The officer caught up his hat and sword, and in a moment they were walking down Second Street. Several times Janice unsuccessfully sought to begin her tale, but Andre finally had to come to her assistance.
“You surely do not fear to trust me, Miss Meredith, and you cannot doubt the surety of assistance, if it be within my power?”
For a moment the girl’s lips trembled; then she said,” Dost truly think the miniature frame I showed thee is worth as much as five hundred pounds?”
“I think ’t is, beyond doubt.”
“And dost thou think that thee couldst obtain four hundred pounds for it?”
“Of that I can scarce give assurance, for ’t is a question whether a purchaser can be found for it. Yet I make small doubt, Miss Meredith,” he added, “that if you will leave your portrait in it, one man there is in Philadelphia will gladly buy it at that price, though he run in debt to do it. If you desire to sell it, why do you not offer it to Mobray?”

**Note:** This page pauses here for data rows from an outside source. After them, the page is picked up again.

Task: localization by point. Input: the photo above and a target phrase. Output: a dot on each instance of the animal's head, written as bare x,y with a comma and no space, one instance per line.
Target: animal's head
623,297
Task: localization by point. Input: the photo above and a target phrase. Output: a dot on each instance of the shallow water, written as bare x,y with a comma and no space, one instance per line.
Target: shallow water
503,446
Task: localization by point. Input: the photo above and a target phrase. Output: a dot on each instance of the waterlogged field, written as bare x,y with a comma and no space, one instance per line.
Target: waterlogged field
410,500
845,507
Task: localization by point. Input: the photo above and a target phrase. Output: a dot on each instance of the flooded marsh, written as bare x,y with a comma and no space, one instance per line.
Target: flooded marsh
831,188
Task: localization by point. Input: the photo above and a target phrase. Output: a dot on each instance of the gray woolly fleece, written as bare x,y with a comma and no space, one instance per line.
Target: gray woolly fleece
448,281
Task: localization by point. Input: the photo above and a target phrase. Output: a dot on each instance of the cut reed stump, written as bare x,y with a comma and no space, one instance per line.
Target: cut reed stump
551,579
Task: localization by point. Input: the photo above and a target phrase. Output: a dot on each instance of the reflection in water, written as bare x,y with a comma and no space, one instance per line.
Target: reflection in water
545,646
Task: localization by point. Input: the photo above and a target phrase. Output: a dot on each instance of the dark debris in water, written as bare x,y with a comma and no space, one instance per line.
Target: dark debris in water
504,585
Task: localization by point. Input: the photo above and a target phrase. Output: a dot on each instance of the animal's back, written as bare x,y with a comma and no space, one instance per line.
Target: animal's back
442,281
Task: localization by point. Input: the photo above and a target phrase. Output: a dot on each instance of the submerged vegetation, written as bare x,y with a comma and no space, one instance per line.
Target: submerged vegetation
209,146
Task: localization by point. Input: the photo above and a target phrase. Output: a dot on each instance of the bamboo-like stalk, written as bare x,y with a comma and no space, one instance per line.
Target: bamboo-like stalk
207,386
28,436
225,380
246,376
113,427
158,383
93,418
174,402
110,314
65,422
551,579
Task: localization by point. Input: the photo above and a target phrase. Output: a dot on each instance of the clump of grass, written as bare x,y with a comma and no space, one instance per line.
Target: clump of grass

The girl had coloured with Andre’s first remark, and ere he had completed his speech, her cheeks were all aglow. “I— I could not offer it to him. Surely you can understand that ’t would be impossible?” she stammered.
“I suppose I am dull-witted not to know it,” said Andre, hurriedly, in evident desire to lessen her embarrassment. “However, ’t was but a suggestion, and if you desire to sell, I will gladly undertake to negotiate it for you.”
“Oh, will you?” cried the girl, eagerly. “’T will so greatly service me.”
Without more ado, she held out her hand, which contained the miniature, and after a second outburst of thanks, quite unconscious of the fact that she was leaving him abruptly, she hurried away, not homeward, but in a direction which presently brought her to a house before which a sentry paced, where she stopped.
“Is Sir William within?” she asked of the uniformed servant who answered her knock; and when told that he was, added: “Wilt say that Miss Meredith begs speech with him?”
The servant showed her into the parlour, then passed into the room back of it, and Janice heard the murmur of his words as he delivered her message.
“Miss Meredith,” cried a woman’s voice. “What does that puss want with you, Sir William?”
The bass of a masculine reply came to the visitor’s ears, though pitched too low for her to distinguish words.
“I know better than to take any man’s oath concerning that,” retorted the feminine speaker; and on the last word the door was flung wider open, and a woman of full figure and of very pronounced beauty burst into the room where the girl sat, closely followed, if not in fact pursued, by the British commander-in-chief. “What do you want with Sir William?” she demanded.
Janice had risen, half in fright and half in courtesy; but the cry she uttered, even as the inquiry was put, was significant of something more than either.